Right now three of those people form a majority block who govern in total disregard to the others. Why do we allow three people to run the city?
Perhaps it is time to have seven people on our council?
John Beverley Butcher
Hedge Road, Menlo Park
Shocked, dismayed at council action on mayor
Editor:
A host of adjectives describe my visceral reaction to the results of last week's Menlo Park City Council meeting. Unfortunately, none of them are good: I was shocked, dismayed, horrified, sickened.
I sat stunned (as, I suspect, did others) as now-mayor-elect Nicholas Jellins rambled on about fairness, balance, even-handedness, and open-mindedness.
And when the hugs and back-slapping were over, it was painfully obvious that Menlo Park's evil triumvirate (or is that "triumphant?") would never, ever, think or act responsibly; of all things take counsel from their constituency; or, generally speaking, take the political high-road.
That Mr. Jellins, along with fellow council members Lee Duboc and Mickie Winkler, would make such public display of triumph out of such controversy, I believe, is testament to their poor taste, form, and judgment. By established tradition, precedent, and written city policy, council members Kelly Fergusson and Andy Cohen should have been named mayor and mayor-pro tem, for calendar year 2006.
But that our own little Evil Empire saw fit, once again, to ignore the public's stated wishes, and to instead re-elect Mr. Jellins for yet a third term as this city's mayor, I find to be a cold, hard, slap in the face to the good citizens of our community.
It's days like this that makes this voter dream wistfully about another day, in the not-so-distant future, when the seemingly unshakable Jellins-Duboc-Winkler triad can be voted out of office, ushering in a clean city slate, and heralding a bright new day.
Rich Mintz
Bay Road, Menlo Park
A better way to spend $90 million stadium cost
Editor:
A few weeks ago my brother and I took his kids to see the last football game at old Stanford Stadium, which is being torn down to make way for a spiffy new $90 million replacement.
With $90 million Stanford could have offered free tuition and books, for many years to come, to students in the all-important math, engineering, information technology and life sciences.

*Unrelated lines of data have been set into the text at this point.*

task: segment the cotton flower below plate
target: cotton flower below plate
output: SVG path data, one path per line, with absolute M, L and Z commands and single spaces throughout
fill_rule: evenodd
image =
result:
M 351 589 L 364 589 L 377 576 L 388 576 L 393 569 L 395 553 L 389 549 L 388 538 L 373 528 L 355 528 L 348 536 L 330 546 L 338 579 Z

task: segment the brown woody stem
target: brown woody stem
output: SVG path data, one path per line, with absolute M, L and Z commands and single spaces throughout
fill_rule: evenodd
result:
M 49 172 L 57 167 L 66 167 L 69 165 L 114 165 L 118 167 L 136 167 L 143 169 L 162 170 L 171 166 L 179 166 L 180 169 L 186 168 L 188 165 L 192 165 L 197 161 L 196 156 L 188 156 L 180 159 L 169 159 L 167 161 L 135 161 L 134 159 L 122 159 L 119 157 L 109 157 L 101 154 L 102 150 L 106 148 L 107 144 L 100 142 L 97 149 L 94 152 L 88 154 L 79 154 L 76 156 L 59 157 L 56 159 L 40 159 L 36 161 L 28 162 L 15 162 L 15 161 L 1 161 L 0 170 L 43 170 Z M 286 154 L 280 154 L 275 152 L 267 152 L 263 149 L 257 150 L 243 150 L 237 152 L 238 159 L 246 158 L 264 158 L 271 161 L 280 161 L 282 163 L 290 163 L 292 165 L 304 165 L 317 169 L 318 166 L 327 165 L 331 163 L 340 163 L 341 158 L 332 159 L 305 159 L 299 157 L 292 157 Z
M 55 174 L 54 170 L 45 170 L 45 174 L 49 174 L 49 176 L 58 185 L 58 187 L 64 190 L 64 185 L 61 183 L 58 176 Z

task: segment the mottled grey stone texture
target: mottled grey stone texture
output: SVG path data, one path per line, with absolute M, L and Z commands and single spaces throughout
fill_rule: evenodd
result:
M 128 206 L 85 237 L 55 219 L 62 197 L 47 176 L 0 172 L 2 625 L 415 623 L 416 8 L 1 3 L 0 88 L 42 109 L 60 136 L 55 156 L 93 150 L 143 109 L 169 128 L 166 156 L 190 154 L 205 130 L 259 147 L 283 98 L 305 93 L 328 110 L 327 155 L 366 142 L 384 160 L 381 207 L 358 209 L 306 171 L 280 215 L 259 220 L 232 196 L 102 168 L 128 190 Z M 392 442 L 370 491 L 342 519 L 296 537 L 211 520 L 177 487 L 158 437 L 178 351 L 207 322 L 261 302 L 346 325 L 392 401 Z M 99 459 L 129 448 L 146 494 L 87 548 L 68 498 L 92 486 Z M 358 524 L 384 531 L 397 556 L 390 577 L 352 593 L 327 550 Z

Think of what a breathtaking gesture that would have been... and in classic Stanford fashion they could have one-upped Yale, which recently received a $100 million bequest to fund free tuition forever for mere music students.
Wouldn't it be smarter for Stanford to continue its competitive spirit on the academic side, rather than dribble it away on sports for a relatively apathetic local fan base? Dumb move, very dumb.